Case Presentation: A 48-year-old female with tyrosine kinase inhibitor-resistant CML on hydroxyurea therapy admitted with 3 weeks of fever, skin redness, and swelling. Her physical examination was remarkable for the temperature of 100.1 F, localized skin erythema, and tenderness around left antecubital fossa. Her labs revealed WBC of 80,000/ mm3 with 7% blast cells which dropped to the baseline level of 10,000 cells/mm3 after resuming hydroxyurea therapy. Two weeks prior to admission, she was treated with oral antibiotics for presumed cellulitis without resolution of symptoms, so we started her on broad Spectrum IV Antibiotics. Despite MRSA coverage, her symptoms persisted without any significant improvement of skin erythema or swelling. Given persistent symptoms, negative DVT study for thrombosis, and negative CT findings for necrotizing fasciitis, the skin biopsy was done to evaluate for leukemia cutis and sweets syndrome as possible etiologies Skin Biopsy showed dermis infiltration with granulocytic precursors and blast cells.
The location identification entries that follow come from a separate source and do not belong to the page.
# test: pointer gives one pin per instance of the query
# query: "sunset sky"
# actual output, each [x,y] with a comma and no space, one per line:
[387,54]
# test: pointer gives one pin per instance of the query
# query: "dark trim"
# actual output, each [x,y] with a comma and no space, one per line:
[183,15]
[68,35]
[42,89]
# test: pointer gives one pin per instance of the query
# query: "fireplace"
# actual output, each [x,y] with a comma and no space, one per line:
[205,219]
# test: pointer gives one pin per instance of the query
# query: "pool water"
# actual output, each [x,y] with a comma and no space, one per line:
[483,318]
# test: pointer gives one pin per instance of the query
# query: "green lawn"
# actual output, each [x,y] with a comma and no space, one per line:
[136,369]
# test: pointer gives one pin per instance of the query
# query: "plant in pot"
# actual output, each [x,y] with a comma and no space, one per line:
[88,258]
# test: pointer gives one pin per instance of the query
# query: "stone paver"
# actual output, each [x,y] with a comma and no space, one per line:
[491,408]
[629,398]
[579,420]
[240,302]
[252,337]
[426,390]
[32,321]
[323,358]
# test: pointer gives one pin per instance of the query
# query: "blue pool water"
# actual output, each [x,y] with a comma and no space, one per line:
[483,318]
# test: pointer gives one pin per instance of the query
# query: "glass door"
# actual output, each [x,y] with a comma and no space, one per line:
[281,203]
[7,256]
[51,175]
Immunohistochemical stains were positive for MPO, CD15 and focal CD34, confirming a diagnosis of leukemia cutis. Bone marrow biopsy performed on the same admission and was negative for accelerated/blast phase with only 6% blast cells. She was planned for outpatient ponatinib therapy but was readmitted a week after index admission with dyspnea and tender, erythematous papular lesions on extremities. She was found to be in myeloid blast crisis as evident by WBC count of 300,000 cells/mm3 and positive flow cytometry. The patient was managed with leukapheresis and induction chemotherapy with the improvement of skin lesions.

Discussion: The patient described in this report had leukemia cutis associated with chronic stable phase of CML, preceding rapid onset (<1 week) blast crisis. Before biopsy confirmation, she was treated with antibiotics for presumed cellulitis for almost a month. Leukemia cutis is the infiltration of neoplastic leukocytes or their precursors into the epidermis or dermis resulting in clinically identifiable cutaneous lesions. It usually presents concomitantly with acute leukemias. While acute monocytic, myelomonocyte and the T cell leukemias show the highest incidence (50 to 70%) of LC, it is an uncommon manifestation of chronic myelocytic leukemia (2 to 8%). The pathogenesis of LC is not well defined but chemokine receptors and adhesion molecules have been found to play a role in skin tropism of leukemic cells. The skin lesions in LC show varied morphology; papules and nodules, indurated or hemorrhagic plaques, perifollicular acneiform papules, bullae, and palpable purpura. These lesions can be misdiagnosed as infectious and/or inflammatory cutaneous lesions and treated accordingly, as in above case. The evaluation of new skin lesions in leukemic patients should always include a skin biopsy for pathology and tissue cultures. The therapeutic management of leukemia cutis is to target the underlying malignancy.

Conclusions: Leukemia cutis associated with CML is rare. Early diagnosis is important because it is usually an impending sign of accelerated or blast phase of CML and can precede aleukaemic leukemia. New cutaneous lesions in a patient with CML should be regarded with great concern and biopsied promptly to establish the definitive diagnosis. Disease course is aggressive and early treatment with induction and consolidation chemotherapy followed by allogeneic bone marrow transplant can prolong survival.